Я уже говорил, что это существование, основой и идеалом которого было живое бытие личности и чувство как таковое, в особой чистоте осуществляло лишь тип молодости вообще. Однако самый факт этого вытекает скорее всего из филогенетической природы чувства. Чем менее дифференцировано наше бытие и чем более оно сохраняет целостность своих состояний, своего смысла и своей ценности, тем легче удается осуществить ему это в формах чувства преимущественно перед более расколотыми и опосредованными формами мышления и воления. Ведь первое состояние души - скорее всего чувства, «воля и представление» же - вторичные, быть может, pari passu* развившиеся. Но именно этот идеал целостно-субъективного бытийного совершенства, прорывающийся из глубины жизни, нашедший себе в первом монологе Фауста метафизическое выражение, а в прогулке с Вагнером, так сказать, виталистическое, сосредоточивая все томление на прочувствованном переизбытке и завершенности переживания, - этот идеал придает обра-
Равным образом (лат.).
зу молодого Гете такое волшебное очарование, такое предчувствие человеческого совершенства, такое неслыханное обетование, по сравнению с чем слегка меркнут все чудеса его позднейшего бытия и достижения, хотя они и обладают мощью действительности по сравнению с только возможным.

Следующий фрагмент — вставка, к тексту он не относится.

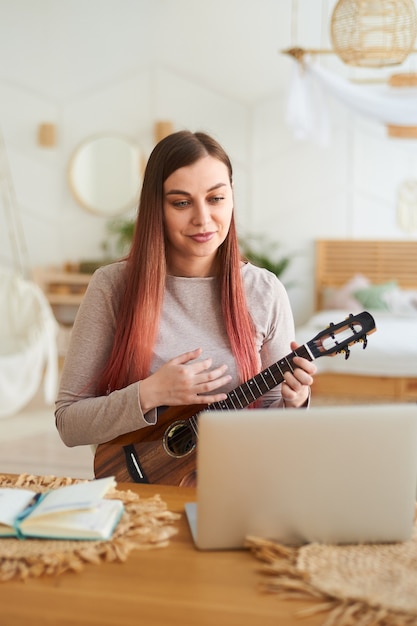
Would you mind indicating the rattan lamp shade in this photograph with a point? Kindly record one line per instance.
(373, 33)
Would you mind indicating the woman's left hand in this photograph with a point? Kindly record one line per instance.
(295, 389)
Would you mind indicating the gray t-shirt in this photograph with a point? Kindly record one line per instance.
(191, 318)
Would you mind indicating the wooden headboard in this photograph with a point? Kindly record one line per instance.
(338, 260)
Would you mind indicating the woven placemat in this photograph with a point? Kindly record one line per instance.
(365, 584)
(146, 523)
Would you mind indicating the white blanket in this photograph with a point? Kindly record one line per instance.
(28, 349)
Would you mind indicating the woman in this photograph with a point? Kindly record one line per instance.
(183, 320)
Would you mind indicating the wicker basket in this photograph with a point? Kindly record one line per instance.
(373, 33)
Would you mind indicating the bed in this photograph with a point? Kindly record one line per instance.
(379, 277)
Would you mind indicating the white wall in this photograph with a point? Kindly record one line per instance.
(95, 66)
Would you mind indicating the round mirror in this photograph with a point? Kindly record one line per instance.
(105, 174)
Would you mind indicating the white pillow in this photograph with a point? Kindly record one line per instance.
(402, 302)
(343, 298)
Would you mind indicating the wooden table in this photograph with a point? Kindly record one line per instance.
(160, 587)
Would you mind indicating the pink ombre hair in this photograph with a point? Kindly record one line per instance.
(141, 302)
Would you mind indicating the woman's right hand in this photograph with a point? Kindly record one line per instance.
(183, 381)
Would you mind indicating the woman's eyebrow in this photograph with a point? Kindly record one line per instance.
(187, 193)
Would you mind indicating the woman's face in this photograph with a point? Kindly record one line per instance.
(198, 206)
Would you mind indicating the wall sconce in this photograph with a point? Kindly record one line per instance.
(47, 135)
(162, 129)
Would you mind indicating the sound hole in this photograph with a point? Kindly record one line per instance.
(179, 439)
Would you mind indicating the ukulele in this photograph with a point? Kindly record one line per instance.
(165, 453)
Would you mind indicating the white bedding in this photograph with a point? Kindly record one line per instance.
(391, 351)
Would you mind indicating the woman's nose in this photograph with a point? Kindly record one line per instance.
(201, 214)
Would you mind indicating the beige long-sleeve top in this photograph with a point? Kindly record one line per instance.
(191, 318)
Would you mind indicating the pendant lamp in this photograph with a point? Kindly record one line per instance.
(373, 33)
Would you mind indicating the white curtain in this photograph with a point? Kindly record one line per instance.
(28, 346)
(307, 113)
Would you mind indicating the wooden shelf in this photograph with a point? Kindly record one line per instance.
(62, 287)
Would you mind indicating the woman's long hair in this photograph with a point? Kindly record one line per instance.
(141, 302)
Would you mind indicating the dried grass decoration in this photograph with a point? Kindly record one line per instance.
(146, 523)
(358, 584)
(373, 33)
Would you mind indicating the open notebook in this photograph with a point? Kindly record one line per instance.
(334, 475)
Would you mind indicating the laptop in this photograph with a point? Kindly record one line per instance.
(331, 475)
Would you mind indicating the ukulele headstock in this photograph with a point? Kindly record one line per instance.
(337, 338)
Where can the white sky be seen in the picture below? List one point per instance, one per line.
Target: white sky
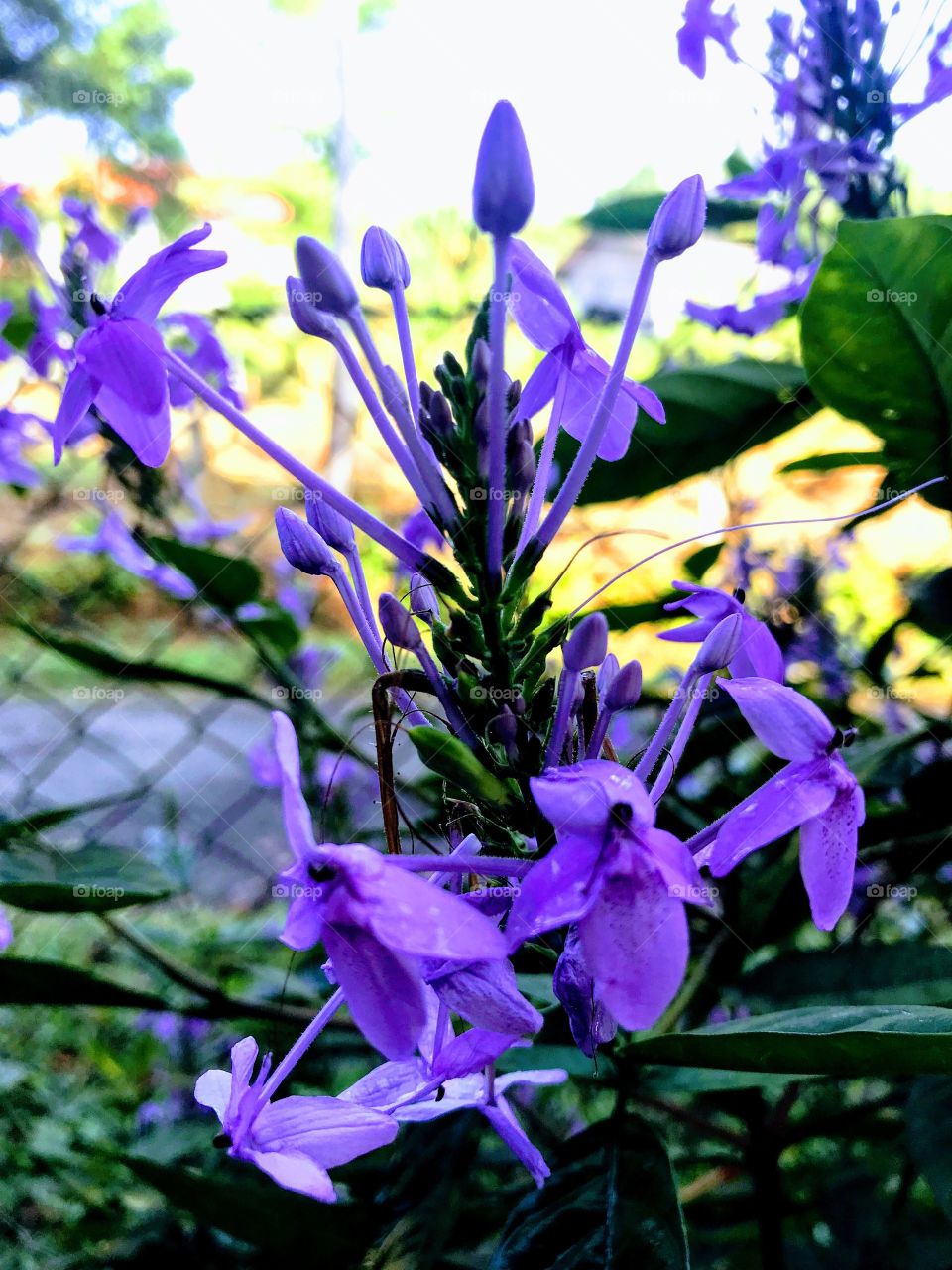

Может быть, здесь сказывается некая общечеловеческая судьба, которая лишь особенно отчетливо отражается на высших ее представителях именно потому, что мы «высшими» их называем на основании достижений, которые если не по времени, то по крайней мере по смыслу своему лежат уже за пределами юности; отсюда, очевидно, и проистекает то своеобразно-захватывающее впечатление, которое мы нередко получаем от портретов великих людей в молодости. До какой бы неслыханной высоты творчества и деятельности они впоследствии ни поднялись, это так или иначе все же покупается некоей ущербностью, односторонностью, словно понижением температуры, хотя то, что они потеряли и должны были потерять ради своих достижений, собственно, и не принадлежало им как нечто действительное, не будучи, однако, и только абстрактной возможностью, а находясь под той логически столь трудно уловимой категорией, в которой живое существо обладает своим будущим уже в настоящем, обвеваемом еще не разрешенными и, может быть, неразрешимыми потенциальными энергиями как действительностью особого рода. На этом же полном предчувствий и возможностей обнаружении некоего целостного бытия, по сравнению с которым все последующие конкретные достижения суть уже нечто разложенное и одностороннее, и основывается специфичная «любезность» юности; ибо как раз любовь направлена на целое человека, а не на те или иные единичные его совершенства или деяния, как бы ценны они ни были, которые в лучшем случае могут служить лишь мостом к этому целому. Очарование молодого Гете, завоевывавшего себе любовь всех сердец, как раз, по-видимому, и заключалось в таком безусловном и безудержном изживании и откровении своей как будто в себе самой нераздельной личности, его существования, которое еще не разделилось по дифференциальным руслам.